英文:
Sending data to Azure Event Hub using Synapse Spark
问题
在使用 PySpark 在 Synapse Analytics Studio 上工作时,我能够读取 Event Hub 消息,但无法生产消息。在使用 save 方法时出现错误。
### %pip install azure-eventhub
import json
connectionString = "Endpoint=sb://::hidden::"
ehConf = { }
ehConf['eventhubs.connectionString'] = sc._jvm.org.apache.spark.eventhubs.EventHubsUtils.encrypt(connectionString)
# 创建起始位置
startingEventPosition = {
"offset": -1,
"seqNo": -1, #不使用
"enqueuedTime": None, #不使用
"isInclusive": True
}
ehConf["eventhubs.startingPosition"] = json.dumps(startingEventPosition)
df = spark.read.format("eventhubs").options(**ehConf).load()
display(df)
这段代码可以正常工作,我可以看到包含序列号、正文等完整消息。
现在,我想从数据框写入到事件中心。
df1 = spark.read.parquet(silver_path) # 通过 display(df1) 确认有数据
df1 \
.select(struct(*[c for c in df1.columns]).alias("body")) \
.write \
.format("eventhubs") \
.options(**ehConf) \
.save()
结果如下:
Py4JJavaError: An error occurred while calling o4089.save.

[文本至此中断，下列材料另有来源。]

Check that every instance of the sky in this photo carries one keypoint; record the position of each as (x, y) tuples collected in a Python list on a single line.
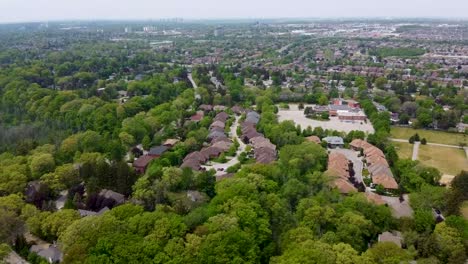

: java.lang.NoSuchMethodError: org.apache.spark.sql.AnalysisException.<init>(Ljava/lang/String;Lscala/Option;Lscala/Option;Lscala/Option;Lscala/Option;)V
at org.apache.spark.sql.eventhubs.EventHubsWriter$.validateQuery(EventHubsWriter.scala:58)
...
提前致以问候。
英文:
Working on Synapse Analytics Studio using PySpark and while I was able to read the Event Hub messages, I am not able to produce messages. Getting an error when using the save method.
### %pip install azure-eventhub
import json
connectionString = "Endpoint=sb://::hidden::"
ehConf = { }
ehConf['eventhubs.connectionString'] = sc._jvm.org.apache.spark.eventhubs.EventHubsUtils.encrypt(connectionString)
# Create the positions
startingEventPosition = {
"offset": -1,
"seqNo": -1, #not in use
"enqueuedTime": None, #not in use
"isInclusive": True
}
ehConf["eventhubs.startingPosition"] = json.dumps(startingEventPosition)
df = spark.read.format("eventhubs").options(**ehConf).load()
display(df)
Works... I can see the messages complete with sequenceNumber, body, et al
Now, I want to write to the event hub from a data frame.
df1 = spark.read.parquet(silver_path) # confirmed to have data via display(df1)
df1 \
.select(struct(*[c for c in df1.columns]).alias("body")) \
.write \
.format("eventhubs") \
.options(**ehConf) \
.save()
Results in:
Py4JJavaError: An error occurred while calling o4089.save.
: java.lang.NoSuchMethodError: org.apache.spark.sql.AnalysisException.<init>(Ljava/lang/String;Lscala/Option;Lscala/Option;Lscala/Option;Lscala/Option;)V
at org.apache.spark.sql.eventhubs.EventHubsWriter$.validateQuery(EventHubsWriter.scala:58)
at org.apache.spark.sql.eventhubs.EventHubsWriter$.write(EventHubsWriter.scala:70)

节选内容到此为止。